Note: Replace <network-name> with a name of your choice.

  1. If you have an existing custom VPC network, you can use that instead of creating a new one.

  2. Once the custom VPC network is created, you can create subnets in it using the following command:

gcloud compute networks subnets create <subnet-name> --network=<network-name> --region=<region>

Note: Replace <subnet-name> with a name of your choice, <network-name> with the name of the custom VPC network created in step 3 or 4, and <region> with the region where you want to create the subnet.

  1. You can repeat step 5 to create multiple subnets in the custom VPC network.

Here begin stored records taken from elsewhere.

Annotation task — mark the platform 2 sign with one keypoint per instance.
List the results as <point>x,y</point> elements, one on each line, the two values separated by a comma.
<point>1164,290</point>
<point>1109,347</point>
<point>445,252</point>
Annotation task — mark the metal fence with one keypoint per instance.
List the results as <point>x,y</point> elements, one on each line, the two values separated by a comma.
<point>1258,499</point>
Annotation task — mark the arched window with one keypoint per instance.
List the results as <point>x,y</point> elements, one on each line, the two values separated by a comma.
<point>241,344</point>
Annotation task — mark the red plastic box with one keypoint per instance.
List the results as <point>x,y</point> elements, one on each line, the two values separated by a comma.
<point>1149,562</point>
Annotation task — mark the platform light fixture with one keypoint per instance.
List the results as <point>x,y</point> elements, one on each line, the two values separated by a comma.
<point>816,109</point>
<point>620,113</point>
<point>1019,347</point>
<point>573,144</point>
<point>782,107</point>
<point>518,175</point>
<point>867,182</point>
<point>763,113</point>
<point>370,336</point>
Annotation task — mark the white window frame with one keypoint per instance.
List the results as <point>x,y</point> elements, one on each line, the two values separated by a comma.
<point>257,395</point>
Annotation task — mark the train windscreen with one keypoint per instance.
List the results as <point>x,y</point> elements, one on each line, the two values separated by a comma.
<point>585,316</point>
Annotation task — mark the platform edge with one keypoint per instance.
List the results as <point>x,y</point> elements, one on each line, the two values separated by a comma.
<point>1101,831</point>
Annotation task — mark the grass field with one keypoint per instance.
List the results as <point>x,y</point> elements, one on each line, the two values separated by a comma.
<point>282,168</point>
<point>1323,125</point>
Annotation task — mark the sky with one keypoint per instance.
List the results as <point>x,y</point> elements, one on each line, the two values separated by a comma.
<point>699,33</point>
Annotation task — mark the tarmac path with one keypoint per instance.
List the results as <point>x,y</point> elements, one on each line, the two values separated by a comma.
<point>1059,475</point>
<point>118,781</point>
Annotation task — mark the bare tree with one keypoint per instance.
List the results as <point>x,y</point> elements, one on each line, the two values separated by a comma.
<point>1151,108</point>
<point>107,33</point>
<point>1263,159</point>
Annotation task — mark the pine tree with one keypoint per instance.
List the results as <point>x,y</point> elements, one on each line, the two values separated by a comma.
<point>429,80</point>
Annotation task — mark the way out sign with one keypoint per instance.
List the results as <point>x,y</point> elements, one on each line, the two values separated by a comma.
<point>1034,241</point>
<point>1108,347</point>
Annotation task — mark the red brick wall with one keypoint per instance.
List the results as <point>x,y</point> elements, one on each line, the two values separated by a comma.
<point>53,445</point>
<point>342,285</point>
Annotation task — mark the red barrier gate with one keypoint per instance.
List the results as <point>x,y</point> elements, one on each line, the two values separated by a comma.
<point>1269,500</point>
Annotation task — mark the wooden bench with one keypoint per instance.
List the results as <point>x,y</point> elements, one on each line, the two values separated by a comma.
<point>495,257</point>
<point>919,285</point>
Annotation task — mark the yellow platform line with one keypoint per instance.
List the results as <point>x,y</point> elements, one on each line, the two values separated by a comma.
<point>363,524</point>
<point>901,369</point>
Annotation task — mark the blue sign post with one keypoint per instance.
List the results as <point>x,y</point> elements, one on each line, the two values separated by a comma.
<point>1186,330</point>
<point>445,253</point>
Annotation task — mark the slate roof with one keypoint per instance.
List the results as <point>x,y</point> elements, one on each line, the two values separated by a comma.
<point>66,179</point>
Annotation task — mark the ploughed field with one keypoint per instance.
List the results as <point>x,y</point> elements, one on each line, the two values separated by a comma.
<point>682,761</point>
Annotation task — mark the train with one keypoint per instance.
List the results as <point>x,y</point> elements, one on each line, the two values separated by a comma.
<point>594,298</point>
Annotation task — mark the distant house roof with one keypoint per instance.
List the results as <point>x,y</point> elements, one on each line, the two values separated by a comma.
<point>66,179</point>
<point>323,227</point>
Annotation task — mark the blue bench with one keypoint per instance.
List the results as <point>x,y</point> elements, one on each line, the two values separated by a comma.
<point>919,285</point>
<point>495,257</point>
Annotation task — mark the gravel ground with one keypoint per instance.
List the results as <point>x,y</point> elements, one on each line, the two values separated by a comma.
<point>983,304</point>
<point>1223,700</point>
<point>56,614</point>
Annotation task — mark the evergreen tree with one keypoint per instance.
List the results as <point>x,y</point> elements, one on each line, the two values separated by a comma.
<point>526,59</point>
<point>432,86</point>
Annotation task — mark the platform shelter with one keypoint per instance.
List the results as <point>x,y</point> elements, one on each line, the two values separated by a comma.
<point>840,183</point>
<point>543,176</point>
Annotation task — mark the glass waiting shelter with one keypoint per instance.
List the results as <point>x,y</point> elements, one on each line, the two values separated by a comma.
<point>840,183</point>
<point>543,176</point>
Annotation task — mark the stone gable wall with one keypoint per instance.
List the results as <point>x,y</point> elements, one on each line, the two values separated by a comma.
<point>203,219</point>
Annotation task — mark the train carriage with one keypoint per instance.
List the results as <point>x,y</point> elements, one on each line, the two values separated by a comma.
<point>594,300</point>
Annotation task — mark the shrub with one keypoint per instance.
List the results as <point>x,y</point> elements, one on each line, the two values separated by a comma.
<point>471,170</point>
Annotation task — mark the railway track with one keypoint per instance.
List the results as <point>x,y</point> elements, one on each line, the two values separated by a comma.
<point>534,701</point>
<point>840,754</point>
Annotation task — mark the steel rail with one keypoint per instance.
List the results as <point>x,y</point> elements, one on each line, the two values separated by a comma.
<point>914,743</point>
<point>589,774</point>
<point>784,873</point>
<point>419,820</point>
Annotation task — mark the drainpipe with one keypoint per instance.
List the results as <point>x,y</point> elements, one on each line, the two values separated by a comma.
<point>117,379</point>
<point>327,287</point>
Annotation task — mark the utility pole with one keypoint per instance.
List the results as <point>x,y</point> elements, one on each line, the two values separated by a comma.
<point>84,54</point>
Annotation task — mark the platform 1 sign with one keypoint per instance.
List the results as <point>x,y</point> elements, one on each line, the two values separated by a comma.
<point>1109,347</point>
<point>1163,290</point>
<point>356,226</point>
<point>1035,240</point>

  2. Once the subnets are created, you can launch your instances in the custom VPC network and the subnets created in it.

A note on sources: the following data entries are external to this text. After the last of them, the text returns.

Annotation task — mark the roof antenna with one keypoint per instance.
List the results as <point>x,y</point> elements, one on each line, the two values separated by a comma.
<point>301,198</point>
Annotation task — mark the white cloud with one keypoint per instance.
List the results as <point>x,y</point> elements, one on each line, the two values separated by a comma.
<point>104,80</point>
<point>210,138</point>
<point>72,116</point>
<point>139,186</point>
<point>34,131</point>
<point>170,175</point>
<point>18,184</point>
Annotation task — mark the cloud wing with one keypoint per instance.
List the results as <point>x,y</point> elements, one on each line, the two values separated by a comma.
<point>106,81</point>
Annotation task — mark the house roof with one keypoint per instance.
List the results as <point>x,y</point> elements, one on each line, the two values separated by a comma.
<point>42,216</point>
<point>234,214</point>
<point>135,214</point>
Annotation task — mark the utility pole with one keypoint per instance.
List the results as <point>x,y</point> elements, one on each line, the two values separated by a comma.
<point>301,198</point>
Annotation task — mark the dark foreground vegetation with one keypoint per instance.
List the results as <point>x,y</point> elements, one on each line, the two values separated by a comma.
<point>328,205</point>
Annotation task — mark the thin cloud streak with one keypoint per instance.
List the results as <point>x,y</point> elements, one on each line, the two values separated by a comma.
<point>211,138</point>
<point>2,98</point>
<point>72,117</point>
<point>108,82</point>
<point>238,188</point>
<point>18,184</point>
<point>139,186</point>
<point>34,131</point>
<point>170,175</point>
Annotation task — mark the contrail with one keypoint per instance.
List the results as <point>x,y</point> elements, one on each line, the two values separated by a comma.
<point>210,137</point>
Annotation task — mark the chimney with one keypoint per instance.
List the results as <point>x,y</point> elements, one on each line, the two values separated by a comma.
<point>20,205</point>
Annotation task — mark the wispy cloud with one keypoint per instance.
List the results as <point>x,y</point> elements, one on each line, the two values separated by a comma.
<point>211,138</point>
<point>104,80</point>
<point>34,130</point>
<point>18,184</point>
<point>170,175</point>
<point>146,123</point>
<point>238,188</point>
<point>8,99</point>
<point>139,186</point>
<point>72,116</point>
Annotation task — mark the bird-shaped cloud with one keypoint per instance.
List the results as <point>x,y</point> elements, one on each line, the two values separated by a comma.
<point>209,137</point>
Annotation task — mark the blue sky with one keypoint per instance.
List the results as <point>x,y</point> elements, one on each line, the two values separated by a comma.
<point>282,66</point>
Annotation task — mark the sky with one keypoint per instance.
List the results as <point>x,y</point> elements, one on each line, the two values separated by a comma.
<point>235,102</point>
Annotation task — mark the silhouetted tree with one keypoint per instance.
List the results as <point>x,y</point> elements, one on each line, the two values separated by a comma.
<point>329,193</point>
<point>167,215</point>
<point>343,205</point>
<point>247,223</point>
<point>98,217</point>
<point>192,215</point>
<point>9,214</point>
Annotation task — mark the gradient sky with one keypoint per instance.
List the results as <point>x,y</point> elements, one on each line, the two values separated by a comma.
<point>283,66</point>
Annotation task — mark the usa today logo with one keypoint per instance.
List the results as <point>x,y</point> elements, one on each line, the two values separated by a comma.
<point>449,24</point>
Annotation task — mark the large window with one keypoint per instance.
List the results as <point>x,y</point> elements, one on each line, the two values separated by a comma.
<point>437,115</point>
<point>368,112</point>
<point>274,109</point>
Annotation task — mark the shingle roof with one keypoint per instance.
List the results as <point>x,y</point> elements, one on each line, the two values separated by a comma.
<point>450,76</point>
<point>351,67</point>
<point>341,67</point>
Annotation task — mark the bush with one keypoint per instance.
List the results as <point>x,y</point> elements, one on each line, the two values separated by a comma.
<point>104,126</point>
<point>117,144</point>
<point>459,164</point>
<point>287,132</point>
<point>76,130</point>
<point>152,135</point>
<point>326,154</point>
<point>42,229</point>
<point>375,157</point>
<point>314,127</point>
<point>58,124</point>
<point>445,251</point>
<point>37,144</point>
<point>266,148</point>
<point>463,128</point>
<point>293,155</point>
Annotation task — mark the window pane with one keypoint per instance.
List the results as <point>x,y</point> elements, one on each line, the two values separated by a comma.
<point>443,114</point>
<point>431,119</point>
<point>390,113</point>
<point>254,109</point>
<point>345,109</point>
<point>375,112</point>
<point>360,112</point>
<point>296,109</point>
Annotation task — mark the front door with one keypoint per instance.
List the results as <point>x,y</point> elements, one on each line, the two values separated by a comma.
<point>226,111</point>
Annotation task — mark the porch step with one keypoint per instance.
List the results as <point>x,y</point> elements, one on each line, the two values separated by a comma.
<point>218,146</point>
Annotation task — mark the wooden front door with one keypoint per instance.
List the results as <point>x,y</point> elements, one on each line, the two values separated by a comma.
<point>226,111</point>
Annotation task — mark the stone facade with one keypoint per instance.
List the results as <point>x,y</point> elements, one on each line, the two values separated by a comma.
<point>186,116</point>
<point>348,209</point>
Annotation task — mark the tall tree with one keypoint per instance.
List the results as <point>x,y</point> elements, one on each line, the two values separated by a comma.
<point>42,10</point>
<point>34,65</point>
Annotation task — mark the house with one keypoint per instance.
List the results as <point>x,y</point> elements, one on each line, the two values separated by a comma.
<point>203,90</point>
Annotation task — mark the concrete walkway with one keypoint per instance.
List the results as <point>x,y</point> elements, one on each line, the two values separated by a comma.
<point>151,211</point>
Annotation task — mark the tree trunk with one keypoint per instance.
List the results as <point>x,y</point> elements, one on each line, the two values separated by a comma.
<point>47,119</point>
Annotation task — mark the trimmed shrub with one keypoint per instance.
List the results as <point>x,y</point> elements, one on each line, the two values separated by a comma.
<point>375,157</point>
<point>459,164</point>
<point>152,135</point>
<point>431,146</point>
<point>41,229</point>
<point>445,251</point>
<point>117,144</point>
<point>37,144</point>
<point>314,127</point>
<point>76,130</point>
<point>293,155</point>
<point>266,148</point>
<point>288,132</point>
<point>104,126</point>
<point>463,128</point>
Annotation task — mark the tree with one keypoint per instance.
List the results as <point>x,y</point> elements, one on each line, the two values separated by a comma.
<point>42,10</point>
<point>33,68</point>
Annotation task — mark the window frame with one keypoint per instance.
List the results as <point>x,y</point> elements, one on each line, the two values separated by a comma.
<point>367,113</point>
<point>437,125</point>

By following these steps, you can remediate the “Skip Default VPC Network Creation” misconfiguration in GCP using GCP CLI.

Using Python

To remediate the “Skip Default VPC Network Creation” misconfiguration in GCP using Python, you can follow the below steps:

  1. First, you need to create a new VPC network in GCP. You can use the following Python code to create a new VPC network:
from google.cloud import compute_v1

def create_vpc_network(project_id, network_name, subnet_name, region):
    """
    This function creates a new VPC network and subnet in the specified region.
    """
    client = compute_v1.NetworksClient()
    subnet_client = compute_v1.SubnetworksClient()

    # Build the network object
    network = {
        "name": network_name,
        "auto_create_subnetworks": False,
    }

    # Create the network
    operation = client.insert(project=project_id, body=network)
    operation.wait()

    # Build the subnet object
    subnet = {
        "name": subnet_name,
        "ip_cidr_range": "10.0.0.0/24",
        "region": region,
        "network": f"projects/{project_id}/global/networks/{network_name}",
    }

    # Create the subnet
    subnet_operation = subnet_client.insert(project=project_id, region=region, body=subnet)
    subnet_operation.wait()

    print(f"Created VPC network '{network_name}' and subnet '{subnet_name}' in region '{region}'.")
  1. Once you have created the new VPC network, you can modify your GCP project to use this new network as the default VPC network. You can use the following Python code to modify the project:
from google.cloud import compute_v1

def set_default_network(project_id, network_name):
    """
    This function sets the specified VPC network as the default network for the project.
    """
    client = compute_v1.ProjectsClient()

    # Build the project object
    project = {
        "name": f"projects/{project_id}",
        "defaultNetworkTier": "PREMIUM",
        "autoCreateNetwork": False,
        "network": f"projects/{project_id}/global/networks/{network_name}",
    }

    # Update the project
    operation = client.update(project=project["name"], body=project)
    operation.wait()

    print(f"Set VPC network '{network_name}' as the default network for project '{project_id}'.")
  1. Finally, you can call the above two functions to create a new VPC network and set it as the default network for your GCP project. You can use the following Python code to do this:
project_id = "your-project-id"
network_name = "your-network-name"
subnet_name = "your-subnet-name"
region = "your-region"

create_vpc_network(project_id, network_name, subnet_name, region)
set_default_network(project_id, network_name)

By following the above steps, you can remediate the “Skip Default VPC Network Creation” misconfiguration in GCP using Python.